The findings are striking. Between 1993 and 1997, tropical cyclones contributed roughly 16% of the global annual ocean carbon flux, acting as carbon sources that released the gas to the atmosphere. The strong winds over storm surge areas dramatically enhanced CO2 transfer from sea to air. Yet by 2016–2020, this fraction had plummeted to just 4.5%—a drop driven by an unexpected mechanism. As the ocean warms unevenly, the temperature difference between the surface and deeper waters sharpens. When tropical cyclones pass, they leave behind colder patches called "cold wakes" that now persist for weeks or longer. These cooler zones actually pull more carbon from the atmosphere into the sea, partly offsetting the carbon released by the initial wind-driven outgassing.
But the silver lining darkens further. If humanity maintains high levels of carbon dioxide emissions, the trend will reverse entirely around 2035. Tropical cyclones would shift from being carbon sources to carbon sinks—and that's actually the worse outcome. As the storms enhance ocean carbon uptake, they would accelerate ocean acidification, a chemical transformation that shrinks habitats and threatens marine life survival. The research team emphasizes that this scenario hinges on human choice: emission decisions made in the next decade will determine whether tropical cyclones remain carbon sources, stabilize, or become carbon sinks.

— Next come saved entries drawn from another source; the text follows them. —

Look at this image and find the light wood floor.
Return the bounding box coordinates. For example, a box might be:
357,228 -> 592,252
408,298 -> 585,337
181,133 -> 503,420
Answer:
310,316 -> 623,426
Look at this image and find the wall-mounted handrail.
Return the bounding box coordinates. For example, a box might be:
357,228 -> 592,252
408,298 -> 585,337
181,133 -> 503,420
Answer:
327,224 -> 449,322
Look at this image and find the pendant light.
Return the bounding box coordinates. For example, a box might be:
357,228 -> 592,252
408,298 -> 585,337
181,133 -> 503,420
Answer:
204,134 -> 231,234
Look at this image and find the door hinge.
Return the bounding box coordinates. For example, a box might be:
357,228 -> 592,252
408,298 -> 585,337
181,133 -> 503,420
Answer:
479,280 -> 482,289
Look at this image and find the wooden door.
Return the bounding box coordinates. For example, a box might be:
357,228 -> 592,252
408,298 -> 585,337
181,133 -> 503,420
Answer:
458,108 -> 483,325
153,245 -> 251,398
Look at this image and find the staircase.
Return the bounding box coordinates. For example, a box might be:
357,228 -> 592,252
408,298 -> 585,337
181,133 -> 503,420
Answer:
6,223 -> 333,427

There is a narrowing window for prevention. If emissions are controlled immediately, the downward trend in cyclone-driven carbon outgassing would likely not reverse until the 2040s, and it would take until century's end for carbon uptake to return to current levels. The research reveals that tropical cyclones have contributed between 9% and 23% of ocean carbon outgassing in major basins since 1993, a contribution that has already halved within recent decades—not because storms weakened, but because the warming ocean itself changed how they interact with atmospheric gases.
"This work provides a sophisticated global air-sea carbon flux dataset, enabling exploration of the tropical cyclone contribution in the context of global warming," said Prof. Zhanhong Ma, a co-author from the National University of Defense Technology. The discovery clarifies a critical blind spot in climate science, showing that extreme weather and long-term warming are locked in a dangerous dance. The question now is whether humanity will step back from that dance before 2035.